As seen early, we can also extract columns. Say our analysis will use
only tooth length and dose. We write c(1,3)
in the “what columns we
want” place, indicating columns 1 and 3:
> lendose <- tg[,c(1,3)]
> head(lendose)
len dose
1 4.2 0.5
2 11.5 0.5
3 7.3 0.5
4 5.8 0.5
5 6.4 0.5
6 10.0 0.5
From now on, we would work with lendose
instead of tg
.
It’s a little nicer, though, the specify the columns by name instead of number:
> lendose <- tg[,c('len','dose')]
> head(lendose)
len dose
1 4.2 0.5
2 11.5 0.5
3 7.3 0.5
4 5.8 0.5
5 6.4 0.5
6 10.0 0.5
The logical operations work on vectors too. For example, say in the Nile data we wish to know how many years had flows in the extremes, say below 500 or above 1200:
> exts <- Nile[Nile < 800 | Nile > 1300]
> head(exts)
[1] 1370 799 774 694 701 692
> length(exts)
[1] 27
By the way, if this count were our only interest, i.e. we have no
further use for exts
, we can skip assigning to exts
, and do
things directly:
> length(Nile[Nile < 800 | Nile > 1300])
[1] 27
This is fine for advanced, experienced R users, but really, “one step at a time” is better for beginners.
Here we got more practice in manipulating data frames, and were
introduced to the logical operators &
and |
. We also saw another
example of using nrow
as a means of counting how many rows satisfy
given conditions.
Again, these are all “bread and butter” operations that arise quite freqently in real world R usage.

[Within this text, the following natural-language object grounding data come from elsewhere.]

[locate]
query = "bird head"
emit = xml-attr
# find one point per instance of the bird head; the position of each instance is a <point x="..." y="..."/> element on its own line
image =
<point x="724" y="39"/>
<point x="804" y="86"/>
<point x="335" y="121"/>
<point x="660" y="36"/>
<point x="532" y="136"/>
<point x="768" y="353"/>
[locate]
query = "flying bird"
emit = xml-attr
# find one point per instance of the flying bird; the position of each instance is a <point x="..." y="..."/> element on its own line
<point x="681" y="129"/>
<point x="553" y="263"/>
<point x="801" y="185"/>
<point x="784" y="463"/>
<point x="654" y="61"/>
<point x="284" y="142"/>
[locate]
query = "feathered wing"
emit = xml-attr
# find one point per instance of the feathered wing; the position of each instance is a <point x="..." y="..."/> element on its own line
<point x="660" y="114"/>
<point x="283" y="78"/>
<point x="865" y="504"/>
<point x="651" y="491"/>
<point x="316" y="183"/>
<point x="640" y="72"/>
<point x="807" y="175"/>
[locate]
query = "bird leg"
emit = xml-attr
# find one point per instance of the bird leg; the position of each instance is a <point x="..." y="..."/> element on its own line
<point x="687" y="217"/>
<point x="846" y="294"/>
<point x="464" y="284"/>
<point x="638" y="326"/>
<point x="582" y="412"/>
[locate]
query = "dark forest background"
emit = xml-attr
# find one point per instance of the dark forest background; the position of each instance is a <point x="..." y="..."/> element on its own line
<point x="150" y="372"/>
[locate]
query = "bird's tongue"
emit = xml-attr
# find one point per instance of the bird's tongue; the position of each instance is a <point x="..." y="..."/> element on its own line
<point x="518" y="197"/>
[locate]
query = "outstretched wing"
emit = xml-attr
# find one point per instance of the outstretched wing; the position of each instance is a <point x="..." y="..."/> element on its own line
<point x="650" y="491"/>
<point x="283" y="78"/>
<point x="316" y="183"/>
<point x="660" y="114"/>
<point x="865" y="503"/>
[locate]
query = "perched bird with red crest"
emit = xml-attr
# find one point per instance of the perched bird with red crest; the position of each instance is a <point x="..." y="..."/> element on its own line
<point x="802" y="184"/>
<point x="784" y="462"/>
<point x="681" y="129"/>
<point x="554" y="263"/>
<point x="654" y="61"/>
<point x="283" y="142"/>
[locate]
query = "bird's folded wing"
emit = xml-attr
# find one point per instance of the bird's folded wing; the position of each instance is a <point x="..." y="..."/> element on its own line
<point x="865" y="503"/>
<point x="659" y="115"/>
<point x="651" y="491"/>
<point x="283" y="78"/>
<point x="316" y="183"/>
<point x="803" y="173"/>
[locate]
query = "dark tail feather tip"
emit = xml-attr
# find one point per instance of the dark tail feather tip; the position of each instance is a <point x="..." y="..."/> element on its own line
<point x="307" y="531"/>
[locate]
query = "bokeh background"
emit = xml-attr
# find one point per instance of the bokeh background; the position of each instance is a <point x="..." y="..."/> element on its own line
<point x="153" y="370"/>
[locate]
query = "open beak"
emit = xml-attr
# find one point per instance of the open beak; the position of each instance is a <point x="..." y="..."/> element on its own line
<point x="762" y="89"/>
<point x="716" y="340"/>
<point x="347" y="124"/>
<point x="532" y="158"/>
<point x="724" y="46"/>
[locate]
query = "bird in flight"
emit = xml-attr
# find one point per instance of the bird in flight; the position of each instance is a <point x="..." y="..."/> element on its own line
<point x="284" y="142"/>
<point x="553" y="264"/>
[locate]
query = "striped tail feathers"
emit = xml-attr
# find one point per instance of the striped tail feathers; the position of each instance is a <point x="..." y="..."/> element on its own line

By the way, note how the essence of R is “combining little things in
order to do big things,” e.g. combining the subsetting operation, the
’&’ operator, and nrow
to get a count of rows satisfying given
conditions. This too is the “bread and butter” of R. It’s up to you,
the R user, to creatively combine R’s little operations (and later, some
big ones) to achieve whatever goals you have for your data. Programming
is a creative process. It’s like a grocery store and cooking: The
store has lots of different potential ingredients, and you decide which
ones to buy and combine into a meal.
Your turn: Try some of these operations on R’s built-in
faithful
dataset. For instance, find the number of eruptions for whicheruptions
was greater than 3 and waiting time was more than 80 minutes.